1 /*
2 * Copyright 2022 The Netty Project
3 *
4 * The Netty Project licenses this file to you under the Apache License, version
5 * 2.0 (the "License"); you may not use this file except in compliance with the
6 * License. You may obtain a copy of the License at:
7 *
8 * https://www.apache.org/licenses/LICENSE-2.0
9 *
10 * Unless required by applicable law or agreed to in writing, software
11 * distributed under the License is distributed on an "AS IS" BASIS, WITHOUT
12 * WARRANTIES OR CONDITIONS OF ANY KIND, either express or implied.

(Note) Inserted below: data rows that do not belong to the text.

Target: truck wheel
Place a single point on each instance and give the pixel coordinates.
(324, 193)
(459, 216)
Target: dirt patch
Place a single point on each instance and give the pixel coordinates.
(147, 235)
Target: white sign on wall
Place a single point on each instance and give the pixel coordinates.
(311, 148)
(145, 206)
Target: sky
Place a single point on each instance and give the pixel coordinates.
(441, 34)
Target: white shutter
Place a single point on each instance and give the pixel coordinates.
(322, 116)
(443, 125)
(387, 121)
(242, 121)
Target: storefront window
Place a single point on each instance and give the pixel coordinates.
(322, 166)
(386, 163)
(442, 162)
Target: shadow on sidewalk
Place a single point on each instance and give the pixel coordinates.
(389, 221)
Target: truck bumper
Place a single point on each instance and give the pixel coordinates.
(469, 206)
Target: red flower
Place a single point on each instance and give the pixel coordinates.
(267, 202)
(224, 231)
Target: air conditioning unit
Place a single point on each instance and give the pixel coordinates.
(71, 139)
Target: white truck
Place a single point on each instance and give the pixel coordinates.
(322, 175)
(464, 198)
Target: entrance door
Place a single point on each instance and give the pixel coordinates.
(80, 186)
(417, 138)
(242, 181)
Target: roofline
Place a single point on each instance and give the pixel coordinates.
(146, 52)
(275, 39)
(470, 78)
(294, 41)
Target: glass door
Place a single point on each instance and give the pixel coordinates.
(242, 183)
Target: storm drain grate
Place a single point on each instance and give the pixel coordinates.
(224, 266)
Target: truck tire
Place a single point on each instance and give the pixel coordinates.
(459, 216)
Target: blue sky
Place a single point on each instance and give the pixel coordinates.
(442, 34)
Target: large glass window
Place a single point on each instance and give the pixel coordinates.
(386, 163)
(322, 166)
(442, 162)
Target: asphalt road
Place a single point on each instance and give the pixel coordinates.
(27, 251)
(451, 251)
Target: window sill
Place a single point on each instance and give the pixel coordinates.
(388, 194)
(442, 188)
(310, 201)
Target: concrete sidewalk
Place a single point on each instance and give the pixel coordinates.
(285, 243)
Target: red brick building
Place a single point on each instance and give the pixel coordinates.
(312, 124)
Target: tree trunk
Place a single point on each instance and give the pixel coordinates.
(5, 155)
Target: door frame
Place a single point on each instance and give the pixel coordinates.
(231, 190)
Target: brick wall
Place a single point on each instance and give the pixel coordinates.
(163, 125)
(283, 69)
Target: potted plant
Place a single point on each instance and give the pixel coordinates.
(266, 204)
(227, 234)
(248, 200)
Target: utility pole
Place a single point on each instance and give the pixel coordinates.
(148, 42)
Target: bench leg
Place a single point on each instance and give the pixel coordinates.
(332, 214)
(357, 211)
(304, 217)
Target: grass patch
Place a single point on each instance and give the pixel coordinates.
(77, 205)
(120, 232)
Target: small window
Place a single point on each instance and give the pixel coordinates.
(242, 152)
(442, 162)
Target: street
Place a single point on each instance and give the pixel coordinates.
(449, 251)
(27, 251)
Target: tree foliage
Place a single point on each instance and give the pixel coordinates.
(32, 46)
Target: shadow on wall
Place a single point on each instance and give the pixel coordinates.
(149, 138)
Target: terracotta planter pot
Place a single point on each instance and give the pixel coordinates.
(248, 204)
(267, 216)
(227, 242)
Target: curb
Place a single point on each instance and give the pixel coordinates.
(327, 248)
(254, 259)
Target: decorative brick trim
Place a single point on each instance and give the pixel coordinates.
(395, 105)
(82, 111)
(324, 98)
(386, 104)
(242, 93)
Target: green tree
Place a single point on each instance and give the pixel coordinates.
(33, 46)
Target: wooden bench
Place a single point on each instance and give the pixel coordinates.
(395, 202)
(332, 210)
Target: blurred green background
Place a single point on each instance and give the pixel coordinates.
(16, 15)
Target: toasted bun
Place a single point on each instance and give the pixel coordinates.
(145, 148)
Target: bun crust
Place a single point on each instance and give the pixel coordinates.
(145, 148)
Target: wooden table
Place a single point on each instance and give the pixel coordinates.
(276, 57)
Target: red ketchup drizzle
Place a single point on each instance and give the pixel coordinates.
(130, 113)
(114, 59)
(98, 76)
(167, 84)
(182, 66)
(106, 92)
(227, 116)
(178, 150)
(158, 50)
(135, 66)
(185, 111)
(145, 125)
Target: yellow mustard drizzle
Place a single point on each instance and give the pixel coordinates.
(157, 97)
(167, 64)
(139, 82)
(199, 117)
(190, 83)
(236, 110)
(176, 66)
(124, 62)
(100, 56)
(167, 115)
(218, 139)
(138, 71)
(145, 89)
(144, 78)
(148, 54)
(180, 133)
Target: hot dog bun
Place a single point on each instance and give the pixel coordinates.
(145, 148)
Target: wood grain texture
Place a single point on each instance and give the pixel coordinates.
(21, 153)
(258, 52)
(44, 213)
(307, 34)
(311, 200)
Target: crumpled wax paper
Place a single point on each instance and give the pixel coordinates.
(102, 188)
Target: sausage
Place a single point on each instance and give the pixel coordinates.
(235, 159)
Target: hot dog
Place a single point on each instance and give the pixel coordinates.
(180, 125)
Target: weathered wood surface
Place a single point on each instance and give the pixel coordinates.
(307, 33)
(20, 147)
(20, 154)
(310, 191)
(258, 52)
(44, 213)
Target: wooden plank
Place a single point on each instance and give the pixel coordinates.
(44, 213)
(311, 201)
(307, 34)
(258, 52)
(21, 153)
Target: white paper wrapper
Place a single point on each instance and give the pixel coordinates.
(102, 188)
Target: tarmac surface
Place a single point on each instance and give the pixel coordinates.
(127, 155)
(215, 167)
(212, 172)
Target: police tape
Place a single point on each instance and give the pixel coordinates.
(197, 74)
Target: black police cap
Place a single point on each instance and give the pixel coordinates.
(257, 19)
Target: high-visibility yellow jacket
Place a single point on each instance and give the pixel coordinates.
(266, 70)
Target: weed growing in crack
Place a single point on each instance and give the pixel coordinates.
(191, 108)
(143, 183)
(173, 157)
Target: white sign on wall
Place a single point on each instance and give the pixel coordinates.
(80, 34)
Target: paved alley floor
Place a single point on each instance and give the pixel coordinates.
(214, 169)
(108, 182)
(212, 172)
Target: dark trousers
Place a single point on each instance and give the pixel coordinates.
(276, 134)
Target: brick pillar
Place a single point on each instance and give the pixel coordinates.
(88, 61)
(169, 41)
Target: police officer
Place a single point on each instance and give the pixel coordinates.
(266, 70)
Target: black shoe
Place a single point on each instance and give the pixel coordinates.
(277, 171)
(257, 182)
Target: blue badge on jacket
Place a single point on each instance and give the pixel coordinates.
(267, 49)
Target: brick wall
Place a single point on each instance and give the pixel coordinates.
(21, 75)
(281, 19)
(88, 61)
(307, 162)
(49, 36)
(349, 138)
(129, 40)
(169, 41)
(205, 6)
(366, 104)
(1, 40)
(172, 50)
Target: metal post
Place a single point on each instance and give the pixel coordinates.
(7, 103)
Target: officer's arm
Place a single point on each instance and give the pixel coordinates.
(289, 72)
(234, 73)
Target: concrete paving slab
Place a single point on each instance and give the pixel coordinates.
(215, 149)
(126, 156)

See the
13 * License for the specific language governing permissions and limitations under
14 * the License.
15 */
16 package io.netty5.handler.ssl;
17
18 import java.util.ArrayList;
19 import java.util.Iterator;
20 import java.util.List;
21
22 import static java.util.Objects.requireNonNull;
23
24 /**
25 * Configuration for TLS1.3 certificate compression extension.
26 */
27 public final class OpenSslCertificateCompressionConfig implements
28 Iterable<OpenSslCertificateCompressionConfig.AlgorithmConfig> {
29 private final List<AlgorithmConfig> pairList;
30
31 private OpenSslCertificateCompressionConfig(AlgorithmConfig... pairs) {
32 pairList = List.of(pairs);
33 }
34
35 @Override
36 public Iterator<AlgorithmConfig> iterator() {
37 return pairList.iterator();
38 }
39
40 /**
41 * Creates a new {@link Builder} for a config.
42 *
43 * @return a builder
44 */
45 public static Builder newBuilder() {
46 return new Builder();
47 }
48
49 /**
50 * Builder for an {@link OpenSslCertificateCompressionAlgorithm}.
51 */
52 public static final class Builder {
53 private final List<AlgorithmConfig> algorithmList = new ArrayList<>();
54
55 private Builder() { }
56
57 /**
58 * Adds a certificate compression algorithm.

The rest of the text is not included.